舞蛙堂本舗リターンズ!~スタジオMダンスアカデミーblog

ダンス(フラ・ベリーダンス他)と読書と旅行とカエル三昧の日々を綴る徒然日記。

トイストーリー4ネタバレ感想: ハッピーエンドの先にあったものとは?

2019-07-17 00:30:00 | Disney (パーク、映画&テレビ)
先日突発的に舞浜へ行った際、イクスピアリでトイストーリー4 を観て参りました。
本日はそちらの感想です。
 
【注意】
当記事はトイストーリー4 の情け容赦ないネタバレを含みます。
また、そのあまりにも賛否両論ある内容ゆえに、筆者の言い分が当記事をお読みくださっている方のそれと真っ向から対立する場合もございます。
それらをご了承いただける方のみお読みくださいますようお願い致します。
 
 
というわけで行ってみましょう。
 
 
入口にはこんな楽しいフォトロケーションまであったよ。
ここで呑気に撮影している時はまさか映画の結末があんな事になるなんて…
というのは嘘です。私に限っては。自分、ネタバレ無問題人間ですからして、全米公開時にガッツリネタバレレビューを読んでおります。
しかしそれでも実際にこの目で観たのはだいぶ衝撃が違いました。
 
 
前作トイストーリー3で、ウッディの持ち主であるアンディが大学生になり、いつものようにおもちゃ達が大冒険を繰り広げた末に、みんな一緒にボニーという女の子に引き取られる事になりました。
これまでの3作は全て「おもちゃ達が様々な困難や自分自身の悩みに直面するが、チームワークでそれらを無事乗り越えて持ち主の子供のもとへ戻る」という流れが守られています。

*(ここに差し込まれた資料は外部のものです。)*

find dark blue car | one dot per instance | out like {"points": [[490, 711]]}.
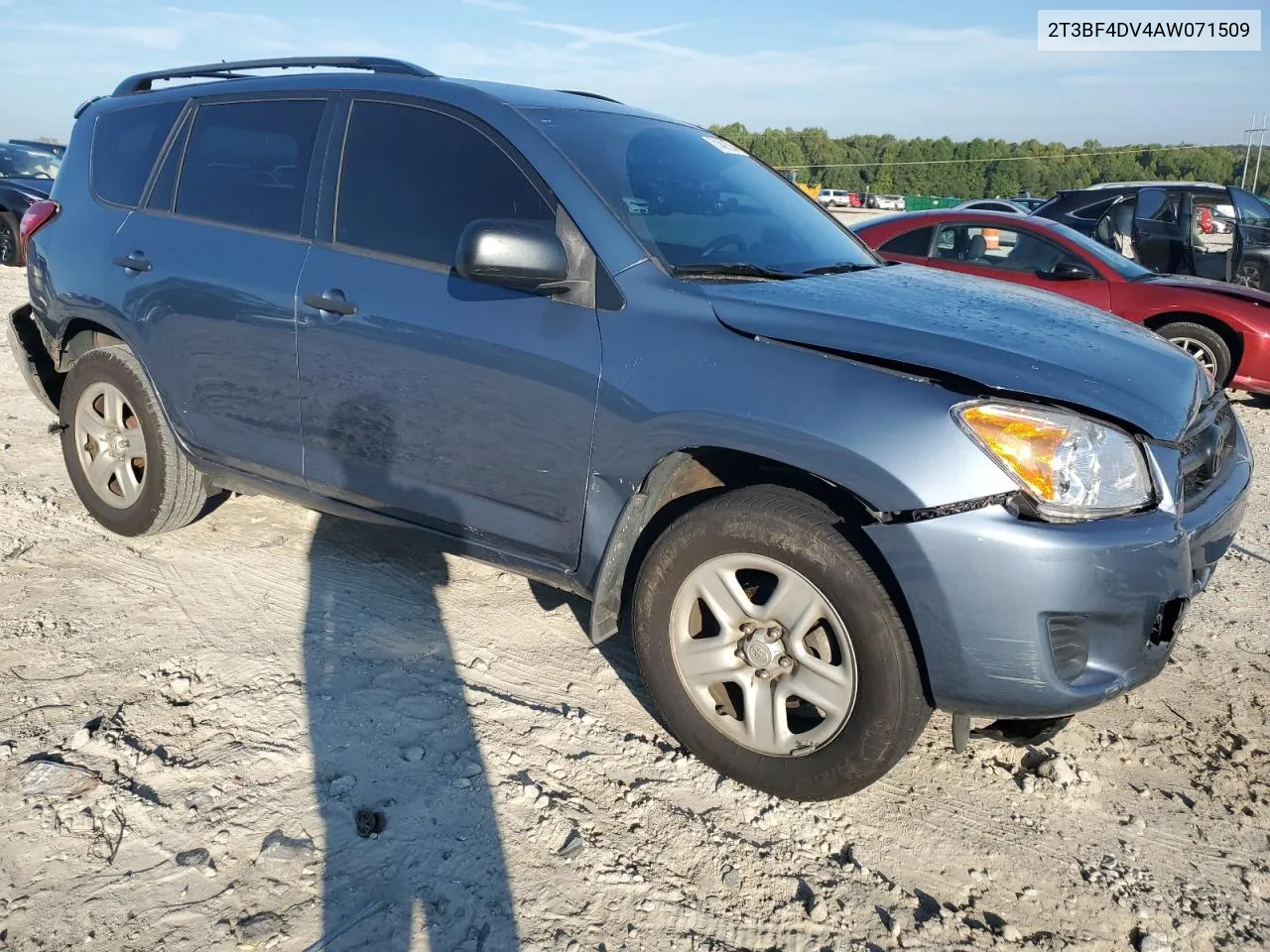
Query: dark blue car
{"points": [[26, 177], [616, 353]]}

言ってみれば様式美。
3の後に作られたいくつかの短編も、ボニーのおもちゃとなった彼らがささやかな冒険をするものばかりで、我々ファンとしては3の結末であった「いつまでも幸せに暮らしました」が本当にいつまでも続いている様子を安心して観ていることが出来ました。
 
ところが。
ところがです。
トイストーリー4 は、これまで積み上げてきたものを、そらもう思いっきりぶっ壊しに来ました。
 
とりあえずザックリ内容をお話ししましょう。
ボニーに引き取られたウッディ達。かつてアンディの一番のお気に入りだったウッディは、その頃の名残でおもちゃ達を仕切ろうとしていますが、どうにも空回り気味。

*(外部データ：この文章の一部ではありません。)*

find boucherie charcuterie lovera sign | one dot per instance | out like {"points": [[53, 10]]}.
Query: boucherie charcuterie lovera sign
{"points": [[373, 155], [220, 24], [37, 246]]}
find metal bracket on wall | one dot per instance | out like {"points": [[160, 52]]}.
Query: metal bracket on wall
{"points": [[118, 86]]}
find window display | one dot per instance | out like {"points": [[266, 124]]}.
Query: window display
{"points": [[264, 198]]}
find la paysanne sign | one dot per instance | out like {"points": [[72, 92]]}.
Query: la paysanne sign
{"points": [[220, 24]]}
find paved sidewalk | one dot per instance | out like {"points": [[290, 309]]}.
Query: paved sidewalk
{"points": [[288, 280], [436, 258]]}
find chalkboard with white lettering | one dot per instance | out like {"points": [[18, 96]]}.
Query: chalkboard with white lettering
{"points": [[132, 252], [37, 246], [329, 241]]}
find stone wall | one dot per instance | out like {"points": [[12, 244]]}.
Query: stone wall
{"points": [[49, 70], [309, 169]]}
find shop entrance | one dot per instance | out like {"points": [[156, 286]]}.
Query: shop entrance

それもそのはず、持ち主であるボニーがウッディを全く大事にしておらず、ジェシーを始めとした他のおもちゃでは遊んでも、ウッディの事はクローゼットに入れっぱなしだったりするのです。
 
っつーかボニー酷すぎだろ。
かつてサニーサイド保育園で乱暴に扱われていたおもちゃを持ち帰って直して大事にするほどおもちゃを可愛がっていたボニー。とりわけウッディに対しては「あたしのカウボーイ」と呼び、アンディが渡すのを躊躇うそぶりを見せるとそれを不満に思っているのを隠そうとしないくらい気に入っていたはず(実際アンディは本来ウッディだけ引越先に連れて行くつもりだったのですが、そんなボニーの様子を見て彼女に譲る決心をした)。
 
そこまでして自分の物になってくれたウッディに対し、ボニーは劇中ついぞ一度も彼の名を呼ぶことさえありませんでした。ウッディの保安官バッジをもぎ取ってジェシーにつけて遊ぶ始末。
 
子供がそんなですから、ボニーの親もちっともウッディを大切にしていません。
父親などウッディの頭を2回も踏んづけるありさまです。ありゃー私もアッタマ来たね。あんな男、バターカップじゃなくても牢屋にブチ込みたくなります。
 
それなのに、アンディと過ごしたかけがえのない時間を忘れられないウッディは、アンディ同様ボニーのことも大切に守ろうとしています。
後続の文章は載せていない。